Applying to Medicine – Step 4 (Interviews)

If you’ve gotten to the interview stage – CONGRATS! Getting to this point is no mean feat; you’re just one step away from Med School eeeek!!

I was very fortunate to get interviews at Barts, Southampton, Kings and Warwick – and each was a totally different experience. Of course I’m not allowed to detail the exact setup of each interview, but I can give you some general ideas of what to expect and how to prepare.

Each university has a unique way of interviewing candidates, some have a panel set-up, some are MMIs, some are group discussions, some involve analysing a piece of text/video and some involve teamwork. I would strongly advise buying the iscmedical ‘Medical School Interviews’ book: it contains almost everything you need to know for interviews and over 150 typical questions to expect – it’s a MUST HAVE. 

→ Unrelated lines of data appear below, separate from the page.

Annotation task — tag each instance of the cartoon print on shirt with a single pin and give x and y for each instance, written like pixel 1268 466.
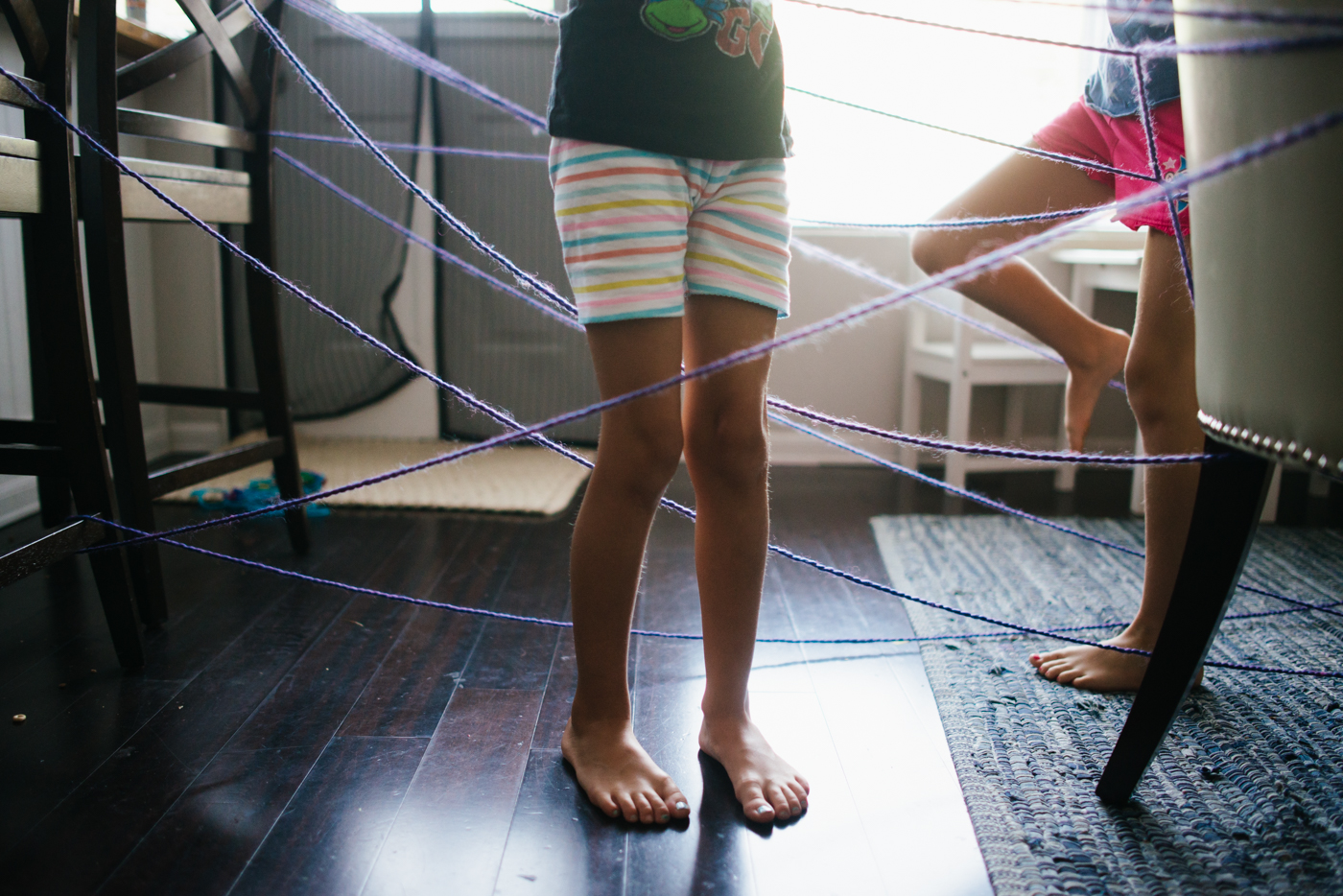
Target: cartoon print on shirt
pixel 1170 170
pixel 744 26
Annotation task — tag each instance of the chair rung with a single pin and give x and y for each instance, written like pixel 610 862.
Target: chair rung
pixel 29 433
pixel 199 396
pixel 47 550
pixel 211 465
pixel 188 130
pixel 33 461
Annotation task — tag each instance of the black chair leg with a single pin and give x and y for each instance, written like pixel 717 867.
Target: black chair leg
pixel 264 321
pixel 1226 512
pixel 271 378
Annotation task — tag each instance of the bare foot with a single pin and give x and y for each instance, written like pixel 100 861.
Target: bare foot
pixel 620 777
pixel 767 788
pixel 1085 383
pixel 1097 670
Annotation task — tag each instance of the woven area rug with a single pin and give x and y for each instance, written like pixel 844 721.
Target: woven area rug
pixel 1245 794
pixel 524 480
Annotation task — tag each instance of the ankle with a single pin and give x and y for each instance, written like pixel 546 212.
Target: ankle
pixel 725 723
pixel 600 718
pixel 1139 634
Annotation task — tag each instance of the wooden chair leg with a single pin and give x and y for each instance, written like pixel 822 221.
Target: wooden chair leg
pixel 271 379
pixel 1226 512
pixel 268 349
pixel 110 305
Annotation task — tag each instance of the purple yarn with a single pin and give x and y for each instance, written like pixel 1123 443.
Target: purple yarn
pixel 648 633
pixel 436 151
pixel 1224 163
pixel 438 208
pixel 1030 517
pixel 1144 110
pixel 1164 10
pixel 949 277
pixel 568 319
pixel 1030 151
pixel 962 224
pixel 1168 49
pixel 991 450
pixel 1148 11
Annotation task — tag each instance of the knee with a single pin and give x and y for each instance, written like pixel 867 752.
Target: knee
pixel 648 448
pixel 1158 392
pixel 729 448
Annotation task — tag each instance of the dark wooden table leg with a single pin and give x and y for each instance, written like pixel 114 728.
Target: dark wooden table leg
pixel 1226 510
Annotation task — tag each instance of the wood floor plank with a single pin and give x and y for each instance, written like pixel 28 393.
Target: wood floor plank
pixel 454 822
pixel 313 698
pixel 127 794
pixel 559 844
pixel 785 858
pixel 559 694
pixel 463 566
pixel 709 849
pixel 331 833
pixel 308 704
pixel 49 761
pixel 517 654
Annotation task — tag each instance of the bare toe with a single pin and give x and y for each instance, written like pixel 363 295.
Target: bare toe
pixel 620 777
pixel 660 809
pixel 675 802
pixel 759 777
pixel 779 799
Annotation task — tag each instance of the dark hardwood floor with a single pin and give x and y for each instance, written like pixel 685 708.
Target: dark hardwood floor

  • First impressions are everything. The way you hold yourself when you initially walk into the room will immediately give the interviewers an idea of who you are.
  • To shake hands or to not shake hands…. that is the question! Each interview will be totally different – and generally, you’ll know whether or not shaking hands is appropriate or not as soon as you walk in.
  • Smile! Don’t forget to smile and appear friendly. Even if you’re internally freaking out.
  • Body language is key. From eye contact to nodding to maintaining a strong posture, you have to present yourself as a calm, positive and confident individual.
  • Be yourself. Don’t try and memorise answers you’ve seen online or in the textbook. Be authentic. Be honest. Be you. If they don’t like you for you, then they’re not the right university.
  • Remember, they’re just people! I know it’s easier said than done, but just remember the interviewers aren’t out to get you – they WANT to find ideal candidates (people like you) so don’t be afraid! Relax, the last thing you want to do is allow your nerves to get in the way of your dream career.
  • Read up on the university. And then shape your responses accordingly. Universities always outline the type of student they’re looking for on their website, so try and incorporate those characteristics into the anecdotes you tell them.
  • Humour – yay or nay? This is a tricky one, because everyone’s sense of humour is different, but it never hurts to show your light-hearted side.
  • Don’t panic if the interview doesn’t go to plan. Trust me. My interview at King’s went terribly (in my opinion) – I messed up at almost every MMI station, ran out of things to say in some of them, and in my panic I even ended up talking about Balamory at one of the stations (who even am I). Despite the endless disasters during that day, I somehow managed to get an offer from them!! Proof that you never quite know how you’ve performed in an interview until you get the feedback, so there’s no point panicking about it afterwards. Just give it your all and pray for the best!

That’s all I can think of in terms of tips at the moment, but if you have specific questions regarding the individual universities and their interviews, drop me an email! Happy interviewing!

Job interviews are like first dates. Good impressions count. Awkwardness can occur. Outcomes are unpredictable.” – Anon.